The second question is about what Monti suggests we should do. If we return to the idea of time inconsistency, then we find a very clear recommendation. Institutions should be created that make it as difficult as possible to renege on a policy commitment. This is the famous recommendation to favour rules over discretion. These institutions should be given the responsibility for contentious political agendas – like keeping down government spending, being hawkish on inflation, reform labour markets – in order that legislatures and electorally accountable executives are not tempted to go for short-term fixes.

The problem is that we are not in the 1970s anymore. Profligate legislatures have not been driving today’s budgetary crises. The contrary is true, as we see from the Netherlands through to the UK and Spain. Moreover, today’s crisis happened in a world of rules, not of discretion. Problems of sequential policymaking were hived off to independent central banks, independent budgetary offices, fiscal councils and an array of European rules and regulations in the field of macro-economic policy. As a result, the problem surely lies in something deeper and more fundamental than simply the institutional environment for elected policymakers. This won’t stop European commissioners and national politicians arguing for the strengthening of European rules. In fact, as the Fiscal Compact has shown, this seems to be the dominant framework with which European policymakers are working today. We should be wary of such explanations. A policy framework dedicated towards the curtailment of expansionary policies has given us a European continent saddled with debt and a global debt crisis. There is something more to this than the theory of the time inconsistency of optimal policy rules.

2 Responses to “The time inconsistency of austerity politics”

  1. Kelly March 18, 2013 at 5:46 pm #

    Another problem in his analysis is that it implies society’s commitment to the macro-structures that are already in place for distributing wealth. Insulating economic policy from electoral politics is doubly austere in that it is a preventative political measure against revolutionary agendas that advance an anti-capitalist vision of wealth distribution. The time inconsistency of that model would be that the political-economic structures themselves would never be held accountable.

  2. zippy March 28, 2013 at 9:55 pm #

    First, what is called ‘austerity’ in Europe is not reductions of spending; just like the ‘budget cuts’ in the U.S., they are less of an increase in spending than was originally planned. Frequently, despite ‘austerity’ or ‘cuts’, the spending not only increases but can increase at a rate faster than inflation (depending on the department or agency). So, the continuing recession isn’t because of something called ‘austerity’ – there has been in fact no austerity. Same thing in the U.S – government spending continues to climb. Private sector confidence is not going to go up when governments say they are cutting spending, but the numbers reveal otherwise, and the private sector is a numbers-oriented bunch.
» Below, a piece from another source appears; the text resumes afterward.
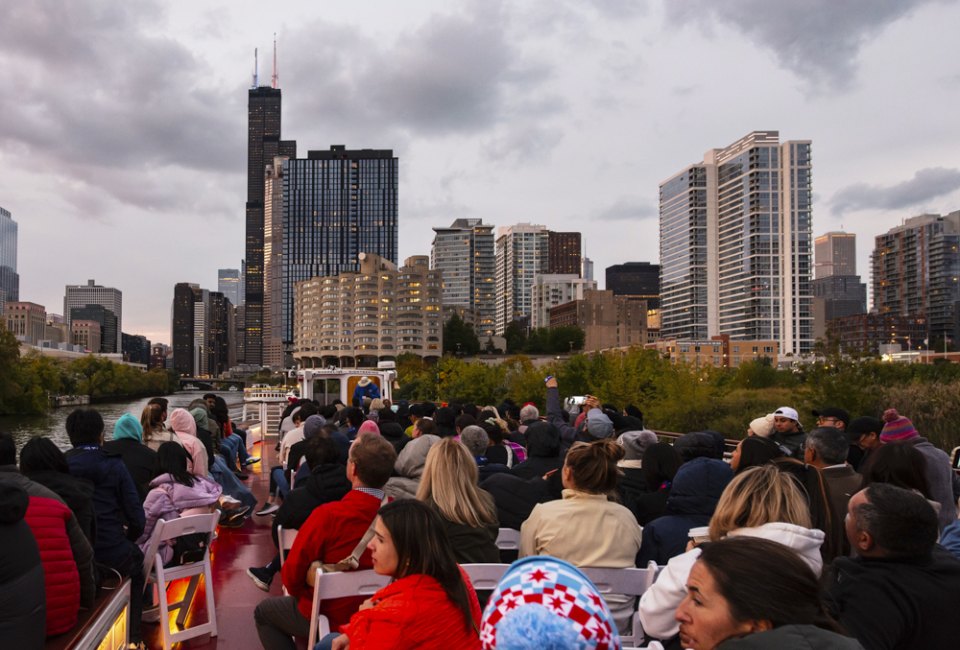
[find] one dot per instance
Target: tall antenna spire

    Second, Alessina, et al’s NBER paper of August, 2012 actually looks at what those advocating spending cuts, those advocating tax increases and those advocating mixing of the two possibilities have actually achieved. Their conclusion: longer recessions are guaranteed with taxing away a deficit regardless of whether it is done alongside of spending cuts. Recessions may or may not occur when there are real spending cuts (not the ‘cuts’ dubbed so in Washington, D.C. and the Ivory Tower), but spending cuts tend to make for shorter recessions.

    So, given the U.S. economic clout, its recent spending binge and the lack of actual austerity in Europe, it is not at all surprising that the recession continues.